Cane Toad History in Australia

A history and facts of cane toads in Australia.

Cane toads are native to South and Central America. They are extremely hardy animals and voracious predators of insects and other small prey.  These qualities led to their introduction into Australia as a means of controlling pest beetles in the sugar cane industry in 1935, before the use of agricultural chemicals became widespread.

The 102 cane toads that began the Australian invasion (51 males and 51 females) were sourced from Hawaii, where they had in turn been imported from Puerto Rico.  It took one week for the toads to start laying eggs, and another three days for the eggs to start hatching.
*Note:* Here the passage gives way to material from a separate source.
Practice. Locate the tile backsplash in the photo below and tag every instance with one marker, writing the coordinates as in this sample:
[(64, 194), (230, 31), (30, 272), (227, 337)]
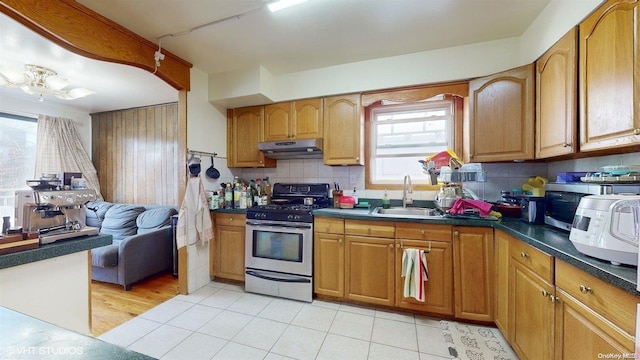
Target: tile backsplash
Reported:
[(500, 176)]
Within weeks they had thousands.  The toads were initially released around Cairns, Gordonvale and Innisfail, with subsequent releases at Ingham, Ayr, Mackay and Bundaberg.  Cane toads reached Brisbane in 1945, Byron Bay in 1965, the Northern Territory in 1984 and Western Australia in 2009.
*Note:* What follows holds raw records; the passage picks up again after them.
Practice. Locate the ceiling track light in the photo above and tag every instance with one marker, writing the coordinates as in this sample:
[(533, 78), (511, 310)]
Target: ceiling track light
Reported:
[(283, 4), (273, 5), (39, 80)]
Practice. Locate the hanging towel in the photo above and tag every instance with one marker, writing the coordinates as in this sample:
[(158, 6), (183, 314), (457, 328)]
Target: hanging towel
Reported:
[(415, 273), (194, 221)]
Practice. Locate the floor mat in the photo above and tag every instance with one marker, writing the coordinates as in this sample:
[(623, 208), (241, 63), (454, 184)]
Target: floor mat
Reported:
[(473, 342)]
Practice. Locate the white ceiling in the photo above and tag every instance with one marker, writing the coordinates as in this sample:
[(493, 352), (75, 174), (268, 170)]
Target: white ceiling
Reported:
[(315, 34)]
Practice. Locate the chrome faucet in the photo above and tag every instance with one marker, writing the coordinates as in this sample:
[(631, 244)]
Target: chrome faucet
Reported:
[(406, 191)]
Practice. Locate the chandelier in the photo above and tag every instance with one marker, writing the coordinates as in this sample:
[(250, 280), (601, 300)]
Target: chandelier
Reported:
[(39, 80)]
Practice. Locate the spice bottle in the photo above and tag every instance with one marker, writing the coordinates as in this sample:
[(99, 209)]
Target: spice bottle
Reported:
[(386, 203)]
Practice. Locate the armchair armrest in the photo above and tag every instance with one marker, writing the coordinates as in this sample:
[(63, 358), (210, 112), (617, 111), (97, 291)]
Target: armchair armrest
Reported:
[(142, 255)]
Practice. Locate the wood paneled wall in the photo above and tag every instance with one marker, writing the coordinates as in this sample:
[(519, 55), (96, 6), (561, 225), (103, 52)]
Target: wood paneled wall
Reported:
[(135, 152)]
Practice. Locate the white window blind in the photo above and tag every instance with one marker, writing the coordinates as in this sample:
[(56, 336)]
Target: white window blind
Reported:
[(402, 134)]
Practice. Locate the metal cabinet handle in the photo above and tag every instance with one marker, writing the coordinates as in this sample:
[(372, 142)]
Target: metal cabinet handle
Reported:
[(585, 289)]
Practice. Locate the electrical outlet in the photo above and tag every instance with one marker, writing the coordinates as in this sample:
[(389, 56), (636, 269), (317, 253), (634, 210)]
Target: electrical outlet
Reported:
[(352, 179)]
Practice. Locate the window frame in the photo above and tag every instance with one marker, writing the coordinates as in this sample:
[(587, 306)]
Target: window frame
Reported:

Although cane toads exude a highly toxic substance, they only do this when under direct threat on their lives.  There is no evidence that cane toads poison waterways or spread disease.

Vets also warn pet owners of the dangers of letting domestic animals “mouth” cane toads. Animals absorb the poison through their lips and gums and can die in 30 minutes.  Information on symptoms and treatment can be found here  If you do find your pet drooling excessively, with red gums, vomiting or paralysed, rinse their mouth out with cool running water for at least 10 minutes and observe them closely. If they show signs of cane toad poisoning, take them to the vet immediately.

In 2006, the West Australian government employed the country’s first cane toad sniffer dog, Nifty the Belgian malinois, to help detect cane toads bearing down on its border with the Northern Territory.  Nifty was used on Stradbroke Island to find cane toads at the tip and around the wharf areas where toads hitch a ride on ferries, in boats and eskies.  This effort was part of the Moreton Bay Oil Spill clean-up, and there was a greatly increased number of visitors to the island.